Tech Hiring Slowdown

Because of how high things have been, it seems like a lot of CEOs are saying things like, "You know, we overhired, we extended ourselves too much to an extent or something along those lines," and they believe it's not their fault because they are employees. That sounds like poor management, but the people are ultimately left to deal with the consequences.

The consequences are ultimately dealt with by people. It's simple to blame poor management, and in certain cases, I believe that's a contributing factor. Furthermore, nobody can truly forecast the future with absolute confidence.
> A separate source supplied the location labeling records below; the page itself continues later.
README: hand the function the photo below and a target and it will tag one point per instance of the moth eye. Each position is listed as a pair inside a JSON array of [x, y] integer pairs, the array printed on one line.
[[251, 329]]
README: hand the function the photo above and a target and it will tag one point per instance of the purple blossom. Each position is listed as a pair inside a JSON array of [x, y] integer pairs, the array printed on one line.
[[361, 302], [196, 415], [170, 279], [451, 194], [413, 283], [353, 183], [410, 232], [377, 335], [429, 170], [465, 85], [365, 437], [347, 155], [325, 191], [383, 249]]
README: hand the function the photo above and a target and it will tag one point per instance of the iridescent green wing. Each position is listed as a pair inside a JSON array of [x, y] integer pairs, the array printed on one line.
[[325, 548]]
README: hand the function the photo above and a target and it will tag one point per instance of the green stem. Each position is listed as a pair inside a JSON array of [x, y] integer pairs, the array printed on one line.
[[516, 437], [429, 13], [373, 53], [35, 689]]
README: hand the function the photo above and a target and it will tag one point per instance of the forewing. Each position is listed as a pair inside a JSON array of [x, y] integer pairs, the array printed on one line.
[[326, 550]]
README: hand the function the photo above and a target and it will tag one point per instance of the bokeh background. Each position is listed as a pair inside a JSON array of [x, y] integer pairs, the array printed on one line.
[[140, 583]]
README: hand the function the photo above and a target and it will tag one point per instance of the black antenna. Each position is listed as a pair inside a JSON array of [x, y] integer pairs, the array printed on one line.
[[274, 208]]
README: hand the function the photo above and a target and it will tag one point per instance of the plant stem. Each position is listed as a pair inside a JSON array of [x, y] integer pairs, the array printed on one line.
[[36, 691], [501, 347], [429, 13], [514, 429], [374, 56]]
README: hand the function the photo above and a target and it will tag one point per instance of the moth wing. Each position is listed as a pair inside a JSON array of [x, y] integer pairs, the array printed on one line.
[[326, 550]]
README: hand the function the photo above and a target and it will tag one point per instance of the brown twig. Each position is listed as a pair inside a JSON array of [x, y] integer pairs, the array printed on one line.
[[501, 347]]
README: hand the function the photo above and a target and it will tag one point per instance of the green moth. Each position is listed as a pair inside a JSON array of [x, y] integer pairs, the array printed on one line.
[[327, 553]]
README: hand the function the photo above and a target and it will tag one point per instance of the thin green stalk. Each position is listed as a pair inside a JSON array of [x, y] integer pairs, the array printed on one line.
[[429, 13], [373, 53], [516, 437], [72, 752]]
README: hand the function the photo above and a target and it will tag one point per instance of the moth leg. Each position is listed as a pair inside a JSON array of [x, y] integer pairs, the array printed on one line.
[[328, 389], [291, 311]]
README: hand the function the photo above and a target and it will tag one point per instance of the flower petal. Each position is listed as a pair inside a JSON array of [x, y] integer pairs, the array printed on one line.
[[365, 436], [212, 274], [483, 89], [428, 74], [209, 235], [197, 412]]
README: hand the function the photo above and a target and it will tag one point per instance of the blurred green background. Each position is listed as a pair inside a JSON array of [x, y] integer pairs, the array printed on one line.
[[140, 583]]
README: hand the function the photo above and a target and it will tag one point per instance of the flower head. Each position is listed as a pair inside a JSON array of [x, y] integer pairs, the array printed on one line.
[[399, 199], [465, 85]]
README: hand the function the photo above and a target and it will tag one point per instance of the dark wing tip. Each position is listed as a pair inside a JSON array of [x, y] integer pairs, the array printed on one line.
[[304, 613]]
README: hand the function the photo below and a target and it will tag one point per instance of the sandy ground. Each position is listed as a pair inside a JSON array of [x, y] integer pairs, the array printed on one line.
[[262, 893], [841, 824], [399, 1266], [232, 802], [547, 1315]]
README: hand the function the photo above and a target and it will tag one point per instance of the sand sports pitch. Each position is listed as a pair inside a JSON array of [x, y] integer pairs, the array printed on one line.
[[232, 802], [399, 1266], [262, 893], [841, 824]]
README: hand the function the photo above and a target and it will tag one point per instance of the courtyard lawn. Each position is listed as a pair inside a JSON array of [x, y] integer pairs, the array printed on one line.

There are certainly CEOs who have done a better job of comprehending their market and who may, for better or worse, have been more cautious in their growth strategies. They may have been more cautious in how many people they hired and how they brought them on, but they may have also missed out on some of the market shares they should have been gaining.

And even though now that they're looking back, they might appear to be smarter because they're making fewer cuts. On the other hand, there were those who were very aggressive and may have done better at raising money at higher evaluations and growing even faster, but as a result, they had to make even bigger swings in the opposite direction.

I think it's vital to keep in mind that this is only a point in time, a marker, even though it's challenging to know that hindsight is always 20/20 on these kinds of things. There was a moment when each company was on a high; there was also a time when they were on a low or in the middle if you used that marker for every single company.

The topic is still being discussed,  that the people who suffer the most from these issues are the employees.

When the CEOs of these major internet businesses come out and say things like "If that's not good enough, then maybe you should decide to quit," it seems a little too specific to the current state of affairs.

Tech Hiring Slowdown

What effects on the market does that kind of strategy have on our startups and smaller businesses?

This is just my personal perspective, but I haven't heard some of the CEOs in our portfolio use language like "if you're not good enough, etc." I believe that in certain larger organizations—say, those with 10,000 or more employees—there may be a bit more room for hiding and riding on the success of others, so you may not always need to be in the top ten or five percent.

If you will, the bell curve is greater. When you work for a smaller business with 200 workers or when there are only five customer success representatives, you are typically performing at a high level since there is nowhere to hide and there is a lot of work to be done with few resources. I'm not sure if it follows the same logic.

That concludes the latest information on tech hiring.